Aumento das redes sociais cresce junto com perfis falsos

Por Carolina Melo

As redes sociais  possuem inegável relevância na sociedade. O Instagram tem se tornado a rede social onde há uma maior interação de seus usuários. Segundo a pesquisa Mídias Sociais 36o°, realizada em 2017, pela Fundação Armando Álvares Penteado (Faap) em parceria com a Socialbakers, o Instagram aumentou a média de seguidores das principais marcas para mais de 800 mil. Ainda segundo a pesquisa, em 2018 a presença de digital influencers tem feito as marcas repensarem seus investimentos para alcançar os consumidores. As 100 personalidades online mais acompanhadas têm, aproximadamente, 9,9 milhões de seguidores em média.

A quantidade de likes e de seguidores são aspectos decisivos para que se construa uma imagem visual de um perfil. Quanto mais seguidores o perfil possuir, mais notabilidade ele conseguirá na rede.
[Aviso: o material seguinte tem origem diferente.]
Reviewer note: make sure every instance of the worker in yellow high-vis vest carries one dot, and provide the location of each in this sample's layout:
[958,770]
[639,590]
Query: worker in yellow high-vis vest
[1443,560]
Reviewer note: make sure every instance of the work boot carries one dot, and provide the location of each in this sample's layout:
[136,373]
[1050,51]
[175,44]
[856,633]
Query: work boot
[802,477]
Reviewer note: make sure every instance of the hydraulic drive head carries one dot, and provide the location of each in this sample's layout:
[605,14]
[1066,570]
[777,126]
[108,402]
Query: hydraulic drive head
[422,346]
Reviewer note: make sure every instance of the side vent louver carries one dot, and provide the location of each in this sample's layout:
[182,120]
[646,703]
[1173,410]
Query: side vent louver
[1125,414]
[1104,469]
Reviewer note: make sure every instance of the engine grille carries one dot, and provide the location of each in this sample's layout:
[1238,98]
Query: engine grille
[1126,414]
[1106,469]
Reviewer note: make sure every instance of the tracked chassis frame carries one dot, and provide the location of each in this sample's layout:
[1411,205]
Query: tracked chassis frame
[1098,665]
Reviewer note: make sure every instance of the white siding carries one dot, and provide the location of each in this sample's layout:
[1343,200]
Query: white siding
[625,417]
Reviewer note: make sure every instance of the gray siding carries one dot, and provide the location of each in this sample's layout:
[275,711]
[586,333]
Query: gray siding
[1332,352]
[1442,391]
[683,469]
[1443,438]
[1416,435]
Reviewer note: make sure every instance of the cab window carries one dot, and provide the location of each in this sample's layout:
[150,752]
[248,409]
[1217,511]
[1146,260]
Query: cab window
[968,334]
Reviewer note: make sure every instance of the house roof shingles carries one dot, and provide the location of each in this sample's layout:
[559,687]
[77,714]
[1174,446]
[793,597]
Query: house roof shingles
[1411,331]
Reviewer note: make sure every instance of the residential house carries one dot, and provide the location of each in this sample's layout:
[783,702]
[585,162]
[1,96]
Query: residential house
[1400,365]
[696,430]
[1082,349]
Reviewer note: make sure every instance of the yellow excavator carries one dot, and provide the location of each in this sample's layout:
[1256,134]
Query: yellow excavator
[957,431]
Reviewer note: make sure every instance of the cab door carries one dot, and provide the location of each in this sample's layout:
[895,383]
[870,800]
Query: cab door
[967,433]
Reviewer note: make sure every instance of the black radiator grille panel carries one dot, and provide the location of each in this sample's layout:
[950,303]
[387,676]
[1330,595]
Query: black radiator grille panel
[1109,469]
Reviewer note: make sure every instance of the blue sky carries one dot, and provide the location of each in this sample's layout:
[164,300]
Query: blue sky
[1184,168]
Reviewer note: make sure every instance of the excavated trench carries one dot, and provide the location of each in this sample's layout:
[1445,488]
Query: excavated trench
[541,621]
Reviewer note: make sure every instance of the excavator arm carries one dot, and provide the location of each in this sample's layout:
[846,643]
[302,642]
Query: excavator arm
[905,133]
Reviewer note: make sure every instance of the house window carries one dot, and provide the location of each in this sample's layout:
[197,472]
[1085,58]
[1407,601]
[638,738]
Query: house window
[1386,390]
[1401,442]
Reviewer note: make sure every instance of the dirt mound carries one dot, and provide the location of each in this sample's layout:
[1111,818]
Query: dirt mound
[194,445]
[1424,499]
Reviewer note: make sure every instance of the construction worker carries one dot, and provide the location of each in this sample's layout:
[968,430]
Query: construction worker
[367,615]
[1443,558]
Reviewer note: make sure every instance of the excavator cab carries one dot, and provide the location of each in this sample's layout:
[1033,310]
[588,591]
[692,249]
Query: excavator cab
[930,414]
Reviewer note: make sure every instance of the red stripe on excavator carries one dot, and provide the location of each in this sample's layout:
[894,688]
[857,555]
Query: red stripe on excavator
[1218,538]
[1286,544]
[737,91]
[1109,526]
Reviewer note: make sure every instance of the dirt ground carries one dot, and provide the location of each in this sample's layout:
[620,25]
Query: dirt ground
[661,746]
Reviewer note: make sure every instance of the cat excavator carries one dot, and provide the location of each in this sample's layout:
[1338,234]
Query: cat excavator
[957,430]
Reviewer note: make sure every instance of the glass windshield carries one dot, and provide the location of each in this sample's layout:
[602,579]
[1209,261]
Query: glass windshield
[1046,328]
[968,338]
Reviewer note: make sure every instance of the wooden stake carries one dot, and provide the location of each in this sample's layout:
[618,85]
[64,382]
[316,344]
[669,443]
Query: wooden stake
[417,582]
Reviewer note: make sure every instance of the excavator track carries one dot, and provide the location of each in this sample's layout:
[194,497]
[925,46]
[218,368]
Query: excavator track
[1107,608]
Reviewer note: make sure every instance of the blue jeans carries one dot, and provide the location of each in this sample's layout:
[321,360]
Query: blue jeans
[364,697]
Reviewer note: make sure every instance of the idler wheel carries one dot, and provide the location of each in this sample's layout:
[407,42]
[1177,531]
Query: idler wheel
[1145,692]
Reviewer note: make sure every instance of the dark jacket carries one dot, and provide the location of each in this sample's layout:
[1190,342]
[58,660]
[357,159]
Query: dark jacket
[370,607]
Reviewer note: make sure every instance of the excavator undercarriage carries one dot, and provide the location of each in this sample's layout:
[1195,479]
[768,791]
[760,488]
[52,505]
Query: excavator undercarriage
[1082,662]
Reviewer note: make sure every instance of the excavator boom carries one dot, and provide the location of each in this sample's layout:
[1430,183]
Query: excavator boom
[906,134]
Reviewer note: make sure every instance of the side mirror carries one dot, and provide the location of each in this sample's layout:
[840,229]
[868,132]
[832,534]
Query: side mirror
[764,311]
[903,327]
Mesmo que seja uma pessoa que viva uma rotina comum, ela acaba tornando-se uma figura admirável para muitos visualizadores, apenas por sua notoriedade conquistada.
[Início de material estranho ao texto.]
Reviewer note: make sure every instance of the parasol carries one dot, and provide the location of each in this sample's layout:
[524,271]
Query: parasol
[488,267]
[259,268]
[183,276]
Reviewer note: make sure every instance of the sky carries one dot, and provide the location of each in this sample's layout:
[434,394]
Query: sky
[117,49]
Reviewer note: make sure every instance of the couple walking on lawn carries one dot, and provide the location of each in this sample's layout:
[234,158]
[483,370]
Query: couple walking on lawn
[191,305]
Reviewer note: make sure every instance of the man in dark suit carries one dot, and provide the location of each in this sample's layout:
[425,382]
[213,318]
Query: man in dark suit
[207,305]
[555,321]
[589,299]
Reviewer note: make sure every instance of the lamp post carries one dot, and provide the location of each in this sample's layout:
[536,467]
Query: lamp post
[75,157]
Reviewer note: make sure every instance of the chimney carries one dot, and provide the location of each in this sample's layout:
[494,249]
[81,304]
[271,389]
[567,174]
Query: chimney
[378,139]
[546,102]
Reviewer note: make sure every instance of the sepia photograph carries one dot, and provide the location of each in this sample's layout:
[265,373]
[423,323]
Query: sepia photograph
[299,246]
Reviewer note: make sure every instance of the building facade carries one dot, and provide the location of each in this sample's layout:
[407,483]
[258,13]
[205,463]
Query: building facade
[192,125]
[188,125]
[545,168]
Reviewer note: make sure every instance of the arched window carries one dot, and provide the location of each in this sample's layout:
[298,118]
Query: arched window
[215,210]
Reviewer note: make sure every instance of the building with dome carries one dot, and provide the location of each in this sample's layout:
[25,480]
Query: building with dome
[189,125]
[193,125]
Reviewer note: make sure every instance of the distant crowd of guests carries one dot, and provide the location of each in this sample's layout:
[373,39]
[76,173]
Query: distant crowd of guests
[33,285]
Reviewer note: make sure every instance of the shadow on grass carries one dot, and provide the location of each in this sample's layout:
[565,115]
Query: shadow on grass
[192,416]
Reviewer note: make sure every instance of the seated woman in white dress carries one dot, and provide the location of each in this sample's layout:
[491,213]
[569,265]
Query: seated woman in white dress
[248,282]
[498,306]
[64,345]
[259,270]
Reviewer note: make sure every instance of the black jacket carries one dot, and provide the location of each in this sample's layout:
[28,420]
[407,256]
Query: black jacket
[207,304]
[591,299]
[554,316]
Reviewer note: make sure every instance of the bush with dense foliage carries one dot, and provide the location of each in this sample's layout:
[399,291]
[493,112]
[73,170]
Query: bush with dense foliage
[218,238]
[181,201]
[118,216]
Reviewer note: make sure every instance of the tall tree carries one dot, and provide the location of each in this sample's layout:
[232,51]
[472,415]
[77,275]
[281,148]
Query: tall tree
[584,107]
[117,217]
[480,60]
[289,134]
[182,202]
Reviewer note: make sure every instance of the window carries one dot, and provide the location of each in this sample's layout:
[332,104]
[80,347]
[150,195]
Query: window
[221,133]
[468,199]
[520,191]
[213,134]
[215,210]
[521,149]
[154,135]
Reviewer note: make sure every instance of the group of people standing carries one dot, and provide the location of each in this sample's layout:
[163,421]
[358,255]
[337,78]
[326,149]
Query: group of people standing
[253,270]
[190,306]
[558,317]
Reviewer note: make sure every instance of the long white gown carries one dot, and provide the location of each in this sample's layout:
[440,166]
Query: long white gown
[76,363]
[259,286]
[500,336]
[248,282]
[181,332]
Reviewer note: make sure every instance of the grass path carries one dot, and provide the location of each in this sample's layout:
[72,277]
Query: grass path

Caroline Montenegro no Instagram. Foto: reprodução.

A busca para atrair a atenção desencadeia a existência de fakes (falsificações, em tradução livre do inglês), contas criadas por visualizadores assíduos de um determinado perfil para incorporar a identidade deste para si, mesmo que seja apenas virtualmente. Essa falsa admiração prejudica a credibilidade do perfil em questão, por originar uma lista de usuários iguais o da pessoa, gerando a dúvida de qual seja o verídico.

Foi o que aconteceu com Caroline Montenegro, 17. A adolescente conta com 55, 8 mil seguidores em seu instagram (@carolm_b) e comenta que o primeiro fake que percebeu surgiu no Facebook, depois várias outras contas onlines apareceram. “Nunca consegui descobrir a identidade das pessoas. O processo burocrático faz não valer a pena”, admite. Caroline acrescenta que, além do Instagram e Facebook, também surgiu um no Tinder, site de relacionamento, onde neste caso não se consegue denunciar o perfil.

O aspecto psicológico

A existência de perfis fakes pode ser conceituada de duas formas, segundo o professor e psicólogo Álvaro Rebouças. “Esta veneração pode se dividir em duas ideias: uma de admiração e respeito, e a de um culto a esta pessoa, no sentido de compreender que existem atributos fora do comum”, explica.  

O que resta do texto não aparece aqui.